When GSC top queries are **brand- or employer-skewed** (z. B. „… für Arbeitgeber“, Produktname) but der **Cluster-Head** und Slug ein **generisches kommerzielles Keyword** zielen (z. B. `zeiterfassung app`), darfst du die **Primary in `target-keywords.json` manuell auf den Cluster-Head setzen**, nachdem du die Begründung in **`KEYWORD_DECISION.md`** im Post-Ordner festhältst. Die GSC-lastigen Strings bleiben **Secondaries** (FAQs, Absätze). **Danach** `collect-post-competitor-analysis.php` und `analyze-competitor-content-depth.php` erneut ausführen, damit Tiefe und Wettbewerbs-Gaps nicht gegen ein falsches Primary laufen.

## Secondary merge rules (human + optional script)

- Prefer terms that appear in **related_keywords** with non-trivial **traffic** and clear topical fit.
- Drop junk / off-brand strings; if you still want a term with weak data, add an **Exception** row in `KEYWORD_DECISION.md`.
- **Volume is not the only signal** — intent and relevance beat raw traffic.
- Keep total batch ≤ 7 for `collect-post-keywords-sistrix.php` alignment with [.cursor/rules/blog-data-collection.mdc](../../.cursor/rules/blog-data-collection.mdc) limits.

### Optional: propose secondaries (no API)

```bash
php v2/scripts/blog/propose-secondary-keywords.php --post=SLUG --category=CATEGORY
# Optional: merge into target-keywords.json (caps secondaries)
php v2/scripts/blog/propose-secondary-keywords.php --post=SLUG --category=CATEGORY --write
```

## Credit budget and cadence

- Respect **weekly/daily** SISTRIX caps in project config and [blog-data-collection.mdc](../../.cursor/rules/blog-data-collection.mdc).
- Avoid unbounded loops: use **one** ideas call per primary, then **propose-secondary-keywords.php** scoring; only run a second metrics pass on 1–2 high-priority secondaries if needed (`--keywords=` override on the collector).

## Fallbacks

- If SISTRIX fails partially: [SISTRIX_FAILURE_FALLBACKS.md](SISTRIX_FAILURE_FALLBACKS.md), Serper for PAA/SERP validation, manual `paa-questions-manual.json` when PAA is off-topic.

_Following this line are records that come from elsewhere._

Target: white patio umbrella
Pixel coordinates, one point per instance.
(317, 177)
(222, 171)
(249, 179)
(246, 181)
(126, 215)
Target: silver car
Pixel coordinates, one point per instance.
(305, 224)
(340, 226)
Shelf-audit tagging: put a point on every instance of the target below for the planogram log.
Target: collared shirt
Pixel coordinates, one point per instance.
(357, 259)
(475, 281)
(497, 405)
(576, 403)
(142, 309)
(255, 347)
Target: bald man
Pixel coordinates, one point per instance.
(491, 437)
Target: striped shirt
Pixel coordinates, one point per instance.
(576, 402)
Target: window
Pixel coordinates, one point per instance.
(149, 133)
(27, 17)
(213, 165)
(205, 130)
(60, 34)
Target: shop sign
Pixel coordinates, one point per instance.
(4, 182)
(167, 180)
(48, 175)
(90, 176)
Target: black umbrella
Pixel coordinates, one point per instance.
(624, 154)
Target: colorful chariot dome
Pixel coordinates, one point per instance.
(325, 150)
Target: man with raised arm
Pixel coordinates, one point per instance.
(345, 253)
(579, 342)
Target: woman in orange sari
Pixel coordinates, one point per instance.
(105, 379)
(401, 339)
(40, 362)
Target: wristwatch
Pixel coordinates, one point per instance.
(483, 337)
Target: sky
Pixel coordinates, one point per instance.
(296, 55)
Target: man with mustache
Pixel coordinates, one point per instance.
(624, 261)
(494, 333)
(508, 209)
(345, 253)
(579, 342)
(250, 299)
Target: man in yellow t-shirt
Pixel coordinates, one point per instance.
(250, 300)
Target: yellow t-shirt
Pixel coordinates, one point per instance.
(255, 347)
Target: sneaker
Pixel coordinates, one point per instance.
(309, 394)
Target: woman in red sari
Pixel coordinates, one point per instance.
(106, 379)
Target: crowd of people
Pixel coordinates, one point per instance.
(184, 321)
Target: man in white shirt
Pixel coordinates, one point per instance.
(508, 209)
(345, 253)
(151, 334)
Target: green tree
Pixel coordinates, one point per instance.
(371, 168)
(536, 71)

## Validators (pre-draft / pre-publish)

- `php v2/scripts/blog/validate-keyword-decision.php --post=SLUG --category=CATEGORY` — warns by default; `--strict` for stricter gates.
- Outline: `validate-content-outline-quality.php` may warn if **Evidence** lines are missing for H2 blocks (see script help).

## Improvement / refresh

When **GSC top queries shift**, competitors refresh major content, or **SISTRIX data ages** (see data-collection cadence), re-run:

1. `collect-post-performance-gsc.php` (and GA4 as needed)
2. `derive-target-keywords.php`
3. `run-post-improvement-pipeline.php`

Then update `KEYWORD_DECISION.md` and `CONTENT_OUTLINE.md` evidence as needed. See [CONTENT_OPTIMIZATION_WORKFLOW.md](CONTENT_OPTIMIZATION_WORKFLOW.md).